Department of Oral and Maxillofacial Surgery, School of Dentistry, Tehran University of Medical Sciences, Tehran, Iran.
Int J Surg Case Rep. 2025 Sep;134:111765. doi: 10.1016/j.ijscr.2025.111765. Epub 2025 Aug 5.
Pleomorphic adenomas can undergo malignant transformation into carcinoma ex pleomorphic adenoma (CXPA). CXPA is challenging to diagnose due to its resemblance to benign tumors. Surgical excision is the primary treatment, with adjuvant radiotherapy recommended for high-risk cases. Despite the aggressive nature of CXPA, extensive surgery may not always be feasible, especially in cases with contraindications for neck dissection.
A 69-year-old female with a 20-year history of a slowly growing buccal mass presented with rapid enlargement over the last four months. Imaging and biopsy confirmed high-grade CXPA, and surgery was performed with careful dissection to preserve facial nerve function. The tumor measured 24 × 18 × 15 cm, and no perineural or lymphovascular invasion was detected. The patient received adjuvant radiotherapy and remained disease-free at 12 months, with preserved facial nerve function.
This case highlights the challenges of managing large CXPA tumors, particularly in preserving nerve function during surgery. The absence of perineural invasion in histological findings suggested a favorable prognosis, and postoperative radiotherapy significantly reduced the recurrence risk. While elective neck dissection is generally indicated in high-grade CXPA, it was contraindicated in this patient due to her medical condition.

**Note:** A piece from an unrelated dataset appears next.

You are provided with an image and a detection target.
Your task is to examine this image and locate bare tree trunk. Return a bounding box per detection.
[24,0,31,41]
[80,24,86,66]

CXPA, despite its aggressive nature, can often be managed without extensive resection or nerve sacrifice. In cases where neck dissection is not feasible, radiotherapy can be an effective treatment. Future research into the genetic basis and targeted therapies for CXPA is essential to enhance personalized treatment strategies and improve outcomes for patients with this complex malignancy.
多形性腺瘤可发生恶性转化为多形性腺瘤癌变(CXPA)。CXPA因其与良性肿瘤相似,诊断具有挑战性。手术切除是主要治疗方法,高危病例建议辅助放疗。尽管CXPA具有侵袭性,但广泛手术并不总是可行的,尤其是在有颈部清扫禁忌证的病例中。
一名69岁女性,有一个缓慢生长的颊部肿物20年病史,在过去四个月肿物迅速增大。影像学检查和活检确诊为高级别CXPA,并进行了手术,术中仔细解剖以保留面神经功能。肿瘤大小为24×18×15cm,未检测到神经周围或淋巴管侵犯。患者接受了辅助放疗,12个月时无疾病复发,面神经功能得以保留。
该病例突出了处理大型CXPA肿瘤的挑战,特别是在手术中保留神经功能方面。组织学检查结果中未发现神经周围侵犯提示预后良好,术后放疗显著降低了复发风险。虽然高级别CXPA一般建议进行选择性颈部清扫,但该患者因自身病情存在禁忌证。
CXPA尽管具有侵袭性,但通常无需广泛切除或牺牲神经即可得到治疗。在无法进行颈部清扫的病例中,放疗可能是一种有效的治疗方法。未来对CXPA的遗传基础和靶向治疗的研究对于加强个性化治疗策略和改善这种复杂恶性肿瘤患者的治疗效果至关重要。